Gasoline and residential heating fuel suppliers could be included in the first cap-and-trade phase, which had been expected to focus on big pollution sources like power plants and refineries.
"California is the first out of the box," state Air Resources Board Chair Mary Nichols told reporters on a conference call. The draft rules kick off a comment period that will lead to final regulation next fall.
A less comprehensive northeastern U.S. regional trading system is already under way, focusing on carbon dioxide emissions by big emitters. California by contrast plans to include nearly every source of emissions to reach its goal.
California businesses regularly criticize the plan as going too far too fast--and costing too much. Whether the net effect of the plan will be a new green economy or disaster for overburdened businesses is still hotly debated.
New estimates of plan costs, including suggestions on how much support to give industry, won't be available until an independent advisory group issues a report next year.
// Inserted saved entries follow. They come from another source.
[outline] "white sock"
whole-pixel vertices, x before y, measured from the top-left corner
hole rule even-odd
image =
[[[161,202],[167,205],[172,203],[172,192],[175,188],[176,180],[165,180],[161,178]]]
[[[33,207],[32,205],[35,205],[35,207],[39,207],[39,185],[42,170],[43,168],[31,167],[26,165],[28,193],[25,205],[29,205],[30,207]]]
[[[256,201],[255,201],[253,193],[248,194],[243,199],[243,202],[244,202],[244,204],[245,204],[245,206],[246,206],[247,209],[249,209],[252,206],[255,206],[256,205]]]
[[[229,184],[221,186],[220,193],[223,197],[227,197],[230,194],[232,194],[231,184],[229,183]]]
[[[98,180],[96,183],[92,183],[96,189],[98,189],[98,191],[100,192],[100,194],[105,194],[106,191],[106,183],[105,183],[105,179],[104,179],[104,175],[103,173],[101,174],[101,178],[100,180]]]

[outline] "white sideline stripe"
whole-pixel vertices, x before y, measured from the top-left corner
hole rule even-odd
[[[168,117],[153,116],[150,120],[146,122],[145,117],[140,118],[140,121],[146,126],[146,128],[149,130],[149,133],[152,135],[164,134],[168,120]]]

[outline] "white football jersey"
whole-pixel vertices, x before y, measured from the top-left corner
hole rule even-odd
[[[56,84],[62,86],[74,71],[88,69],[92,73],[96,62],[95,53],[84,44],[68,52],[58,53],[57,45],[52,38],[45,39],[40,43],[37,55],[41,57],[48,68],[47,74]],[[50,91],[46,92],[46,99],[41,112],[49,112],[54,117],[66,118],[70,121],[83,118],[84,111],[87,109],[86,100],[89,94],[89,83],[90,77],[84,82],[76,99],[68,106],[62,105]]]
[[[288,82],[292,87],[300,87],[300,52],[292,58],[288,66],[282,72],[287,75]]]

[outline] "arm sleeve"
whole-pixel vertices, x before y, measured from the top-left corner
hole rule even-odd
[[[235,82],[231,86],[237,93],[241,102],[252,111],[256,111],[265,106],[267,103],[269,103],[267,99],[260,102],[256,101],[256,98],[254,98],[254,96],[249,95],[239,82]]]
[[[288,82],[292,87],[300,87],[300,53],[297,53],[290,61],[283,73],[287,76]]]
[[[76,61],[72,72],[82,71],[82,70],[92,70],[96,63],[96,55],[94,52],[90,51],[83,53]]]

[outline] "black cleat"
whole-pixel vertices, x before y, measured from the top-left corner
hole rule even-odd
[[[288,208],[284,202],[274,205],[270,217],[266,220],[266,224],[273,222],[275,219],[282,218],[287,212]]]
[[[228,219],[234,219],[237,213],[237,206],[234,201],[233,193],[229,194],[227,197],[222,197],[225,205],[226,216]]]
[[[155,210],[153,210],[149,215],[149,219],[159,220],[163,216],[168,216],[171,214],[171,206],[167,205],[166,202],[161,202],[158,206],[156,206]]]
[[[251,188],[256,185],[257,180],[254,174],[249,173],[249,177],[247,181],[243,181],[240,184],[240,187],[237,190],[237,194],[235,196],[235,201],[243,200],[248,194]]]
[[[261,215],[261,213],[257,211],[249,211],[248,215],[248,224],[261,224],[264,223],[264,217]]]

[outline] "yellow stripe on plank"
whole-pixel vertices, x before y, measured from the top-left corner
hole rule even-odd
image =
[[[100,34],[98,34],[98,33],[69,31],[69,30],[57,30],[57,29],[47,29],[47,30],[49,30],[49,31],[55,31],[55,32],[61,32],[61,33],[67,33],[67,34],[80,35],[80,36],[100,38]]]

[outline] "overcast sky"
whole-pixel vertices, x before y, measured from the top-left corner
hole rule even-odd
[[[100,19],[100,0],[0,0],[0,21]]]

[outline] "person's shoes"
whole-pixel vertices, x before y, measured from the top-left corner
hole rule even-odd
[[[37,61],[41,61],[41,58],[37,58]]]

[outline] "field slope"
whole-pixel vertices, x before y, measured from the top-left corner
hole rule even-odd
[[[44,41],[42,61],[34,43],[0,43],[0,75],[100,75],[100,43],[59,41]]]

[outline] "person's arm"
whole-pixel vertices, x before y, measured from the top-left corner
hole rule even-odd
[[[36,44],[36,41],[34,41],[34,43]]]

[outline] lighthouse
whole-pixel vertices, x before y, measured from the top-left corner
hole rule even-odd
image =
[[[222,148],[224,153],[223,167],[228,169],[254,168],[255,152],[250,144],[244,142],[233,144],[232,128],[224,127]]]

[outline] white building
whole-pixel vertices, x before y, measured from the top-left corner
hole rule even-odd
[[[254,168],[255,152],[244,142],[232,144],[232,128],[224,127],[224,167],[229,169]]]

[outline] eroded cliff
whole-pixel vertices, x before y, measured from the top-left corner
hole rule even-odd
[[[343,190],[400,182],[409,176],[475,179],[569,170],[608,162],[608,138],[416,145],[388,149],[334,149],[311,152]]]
The draft avoids what may be the toughest issue--how much to rely on auctions of credits, which would require power companies and the like to buy permission to pollute. The emitters want allowances given to them, especially early on.
But Nichols said California had shown a strong preference for moving to auction as quickly as possible and that its 2006 global warming law provided clear guidance while politicians in the U.S. Congress were still raising support for a bill.
"Congress started this, you know, as a political exercise to see how many allowances you had to give out to which groups to get them to buy into the program. They didn't have a climate bill," she said.
"We know how many emissions we have to reduce. The question is how do we do it in a way that costs less," added Nichols, whose Air Resources Board was appointed by state law as the main regulator deciding on how to cut greenhouse gases.
The cost of a ton of carbon dioxide initially could be around $10, based on how other programs operated, she said. That is about half the current European price. The average American has carbon production of about 20 tons per year, according to the Union of Concerned Scientists.
The cap-and-trade system will account for only about a fifth of California reductions but it draws outsize attention, in part because the state, with the largest U.S. economy and population, is part of the 11 member Western Climate Initiative, which includes U.S. states and Canadian provinces.
China, too, will watch California's action, partly by virtue of the state's partnerships with Chinese provinces, said Environmental Defense Fund California Climate Change Director Derek Walker.
"In many ways this is similar to what you are hearing from international circles now. Everybody is coming to the table with their opening bets," he said. But unlike most, California has committed to cuts and now is working out the details.